Hindu law recognises the concept of coparceners. It is a small unit within a joint Hindu family and consists of male lineal descendants’ of four generations. After the amendment of 2005 in the Hindu Succession Act, 1956, daughters are also coparceners along with sons.
Grandchildren – birthright in ancestral property
In the ancestral property (coparcenary property), the coparcener has a birthright. If the grandchildren are coparceners, they have a birthright in the ancestral property of the grandfather. They have a right along with all other coparceners, and therefore, they are entitled to get their share only. They can demand partition and file a suit for declaration and partition.
After the amendment of 2005, when a Hindu having an interest in the ancestral property dies intestate, his interest will devolve as per succession rule provided in Section 8 of the 1956 Act.
Self-acquired property: It is the property which a person:
- Purchases from his own income/resources
- A share of property acquired as a result of partition in ancestral property
- Receives as a gift
- Acquires as a legal heir through a testamentary document, e.g. Will
A person has absolute right over his self-acquired property and can dispose of it off as he pleases.
Grandchildren have no birthright in the self-acquired property of the grandfather. As per Hindu Succession Act, 1956, the self-acquired property of a Hindu male dying intestate devolves by succession, among the legal heirs as follows:
- Class I heirs
- Class II heirs (if no one in class I)
- Agnates (if no one in class II)
- Cognates (if no one in agnates)
( List of all the heirs is provided in the schedule of the Act )

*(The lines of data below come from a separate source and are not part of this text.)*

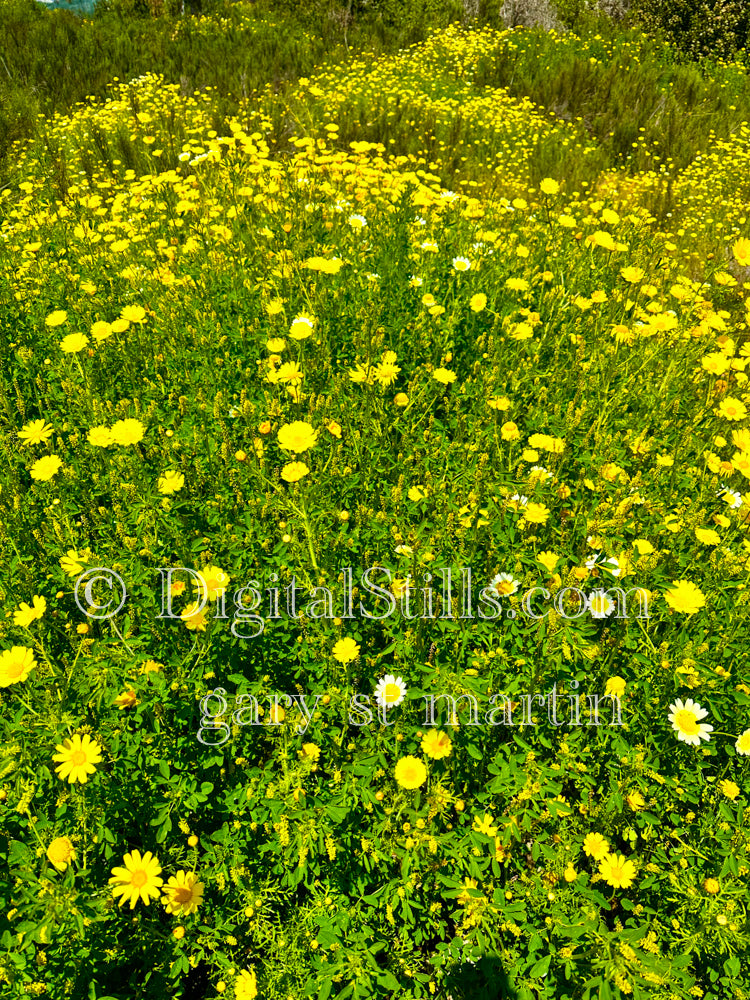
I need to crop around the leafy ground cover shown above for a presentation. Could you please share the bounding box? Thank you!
[1,4,750,999]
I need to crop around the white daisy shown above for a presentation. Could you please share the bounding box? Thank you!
[488,572,519,597]
[668,698,713,746]
[374,675,407,709]
[452,257,471,272]
[587,590,615,619]
[719,488,742,509]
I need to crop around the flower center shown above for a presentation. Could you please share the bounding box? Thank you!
[130,870,148,888]
[674,710,699,735]
[384,684,401,704]
[70,750,87,766]
[173,887,192,903]
[8,659,26,679]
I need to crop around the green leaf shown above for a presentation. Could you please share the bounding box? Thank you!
[529,954,551,978]
[377,971,401,990]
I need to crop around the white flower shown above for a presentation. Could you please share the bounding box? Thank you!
[452,256,471,272]
[510,493,528,507]
[395,544,413,557]
[668,698,713,746]
[409,276,423,287]
[587,590,615,619]
[413,216,427,226]
[420,241,438,251]
[719,488,742,509]
[488,572,519,597]
[374,674,407,709]
[585,552,621,576]
[349,214,368,229]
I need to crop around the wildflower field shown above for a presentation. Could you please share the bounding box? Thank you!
[1,2,750,997]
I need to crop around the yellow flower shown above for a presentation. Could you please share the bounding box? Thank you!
[563,865,577,883]
[583,832,610,860]
[598,853,636,889]
[53,733,103,784]
[60,548,91,576]
[470,293,487,312]
[120,304,147,324]
[457,877,480,906]
[161,870,204,915]
[19,419,54,446]
[332,637,360,663]
[501,421,520,441]
[664,580,705,615]
[537,551,559,573]
[703,877,720,894]
[91,321,113,342]
[45,310,68,327]
[488,396,511,411]
[620,266,645,284]
[522,502,549,525]
[114,688,138,710]
[46,836,75,872]
[181,601,208,631]
[394,756,427,790]
[732,237,750,266]
[60,333,89,353]
[632,539,654,555]
[408,485,429,501]
[433,368,457,384]
[604,676,626,699]
[289,314,315,340]
[300,742,320,762]
[108,849,163,909]
[110,418,145,446]
[193,566,230,601]
[235,969,258,1000]
[718,397,747,422]
[0,646,37,686]
[88,426,113,447]
[421,729,452,760]
[326,420,342,439]
[736,729,750,755]
[719,779,740,801]
[695,527,720,545]
[277,421,318,453]
[30,455,62,481]
[472,813,498,836]
[158,471,185,495]
[626,791,645,811]
[281,461,310,483]
[13,596,46,628]
[540,178,560,196]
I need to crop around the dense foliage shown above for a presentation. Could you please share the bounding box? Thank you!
[1,3,750,1000]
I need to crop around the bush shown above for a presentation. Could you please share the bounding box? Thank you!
[631,0,750,60]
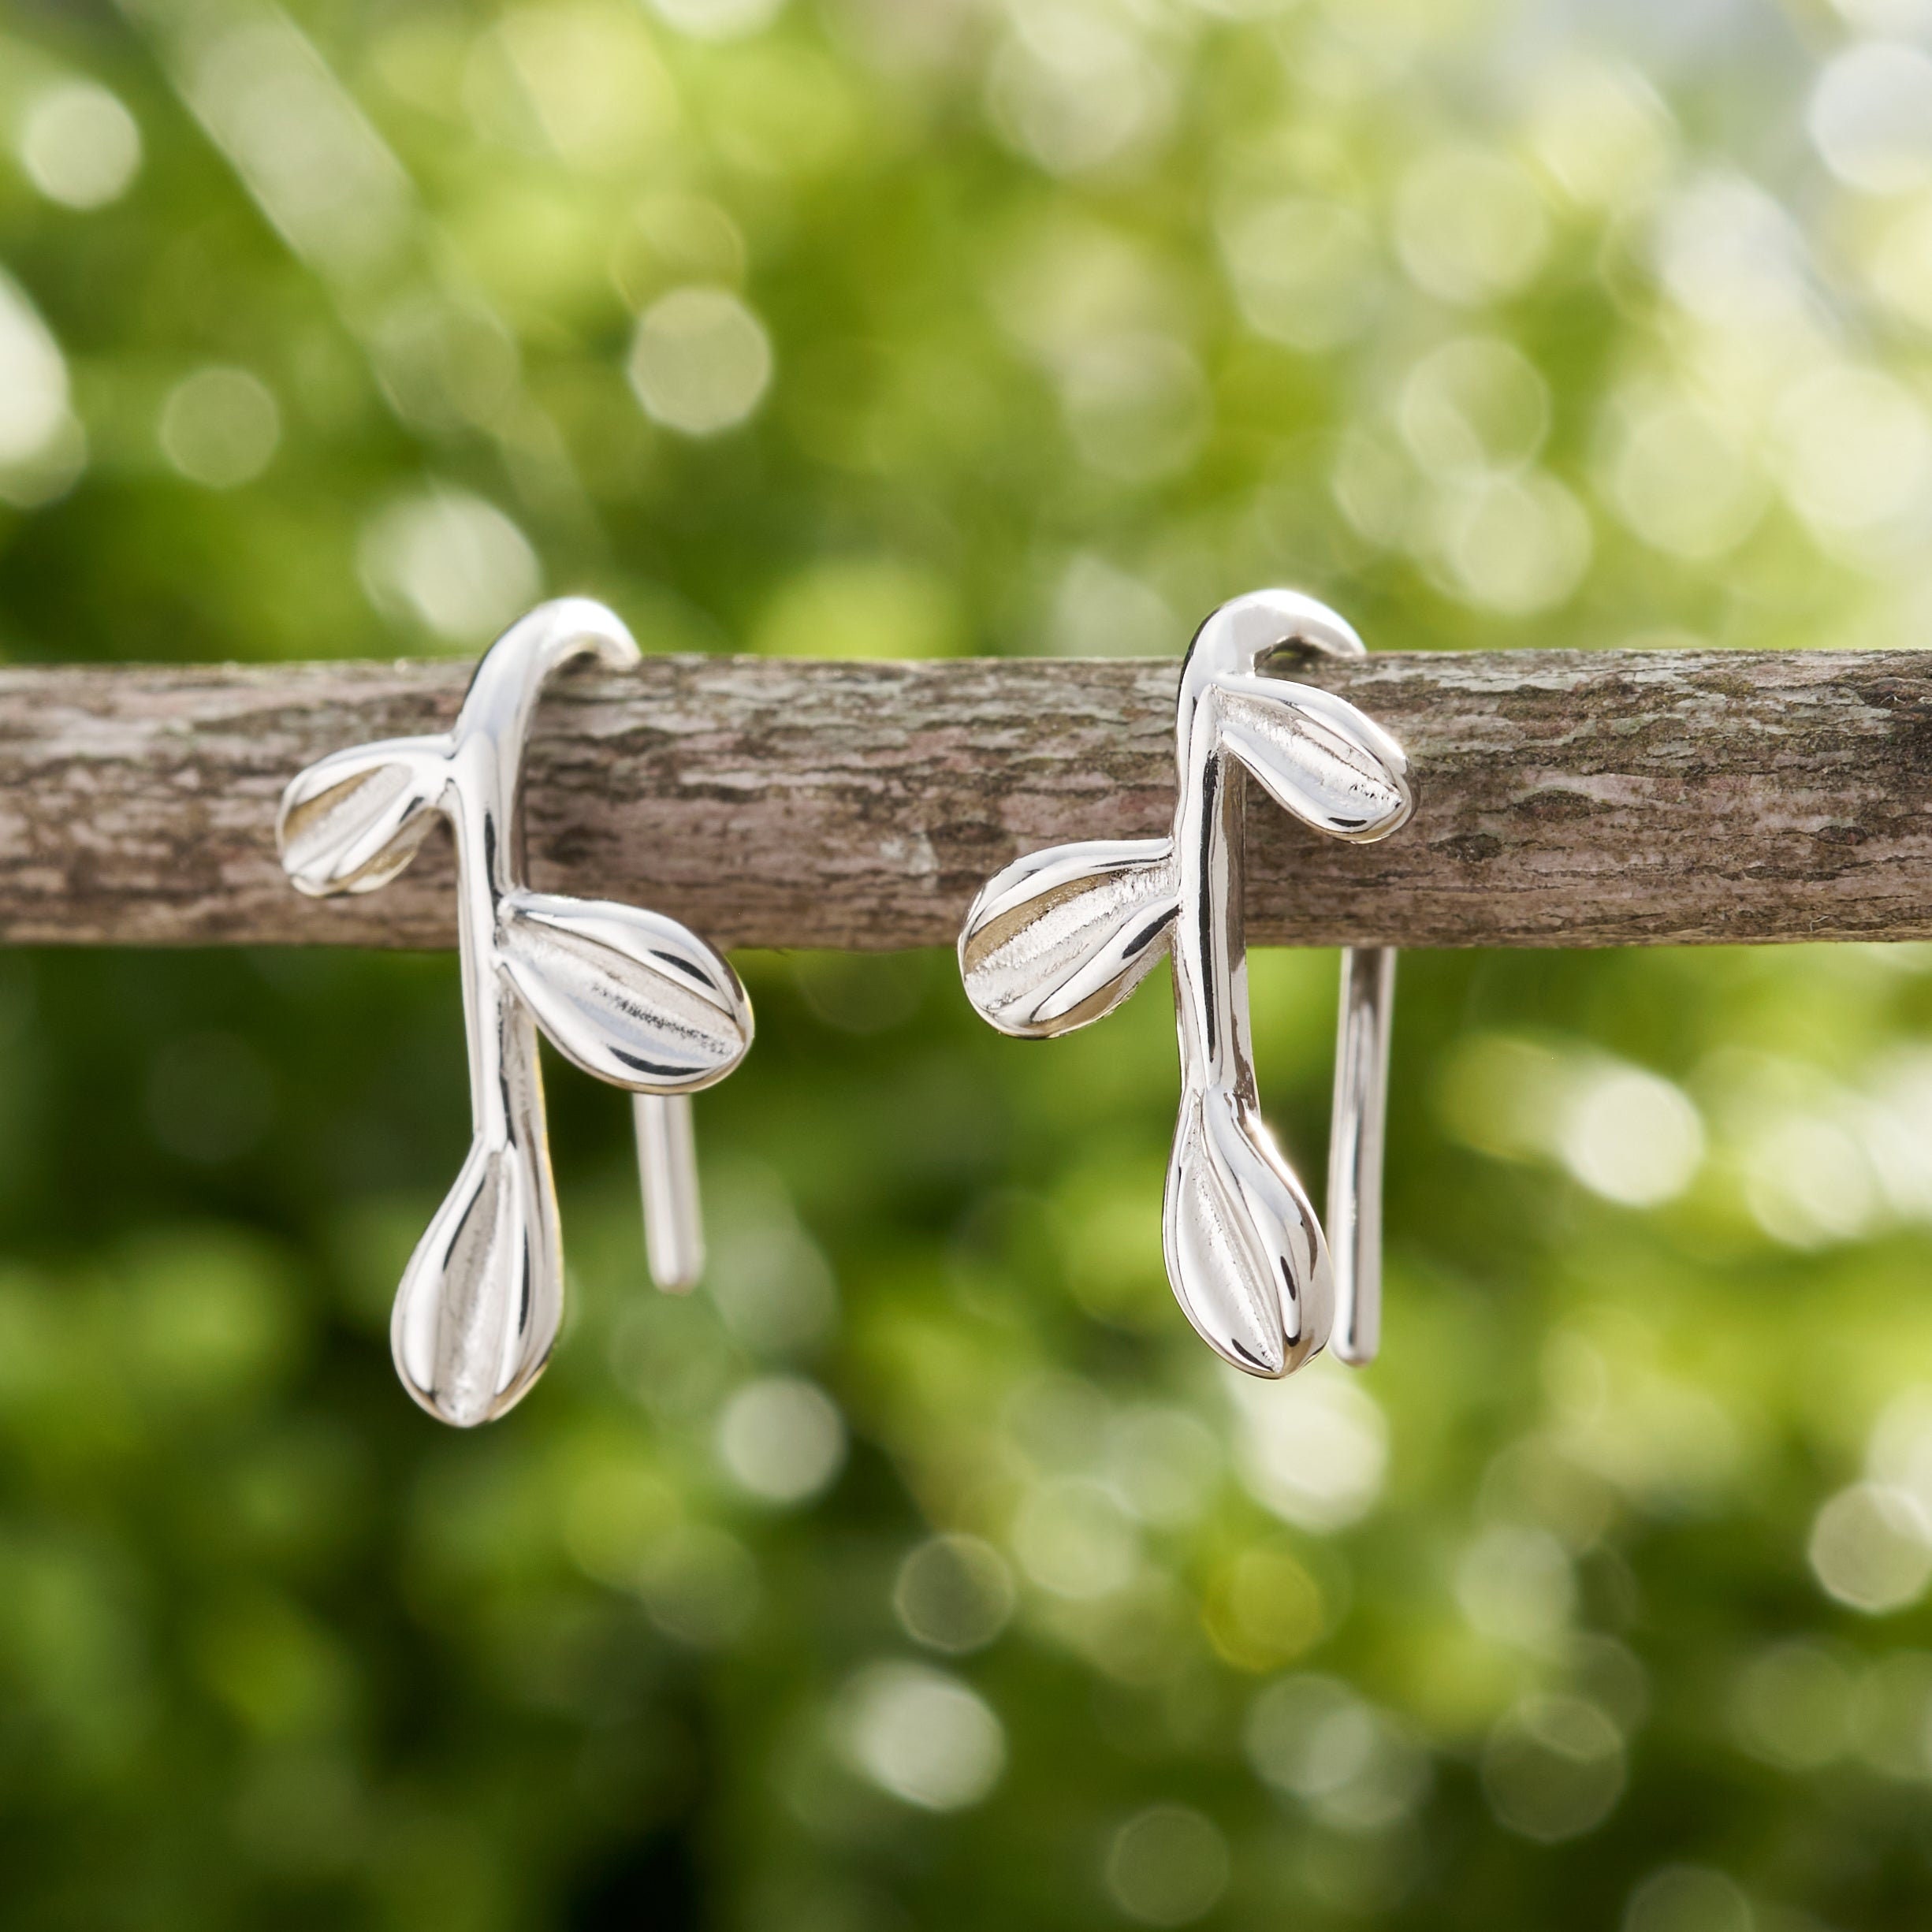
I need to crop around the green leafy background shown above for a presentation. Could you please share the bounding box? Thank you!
[5,1,1932,1926]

The grandfather has absolute right to deal with the self-acquired property as he desires. If the Grandfather has made a will, the property bequeathes to the person named in the will.
If the grandfather dies intestate, the property devolves as per rule of succession provide in Section 8 of 1956, Act. Grandchildren will not get any share in the self-acquired property of the grandfather as grandchildren are not in Class I heirs. The father, i.e. son of the grandfather who is Class I heir gets the share.
However, if the father had already died before the death of the grandfather, then the grandchildren become entitled to the share in the self-acquired property as children of the predeceased son as they are now included in class I heirs as children of predeceased son/daughter and they inherit equally as other class I heirs.
There is no concept of joint family property in Muslim Law. The right of inheritance opens on the death of the person, and the nearer relatives are preferred over, the remoter. If the father is alive at the time of the death of the grandfather, he will get the property and not the grandchildren.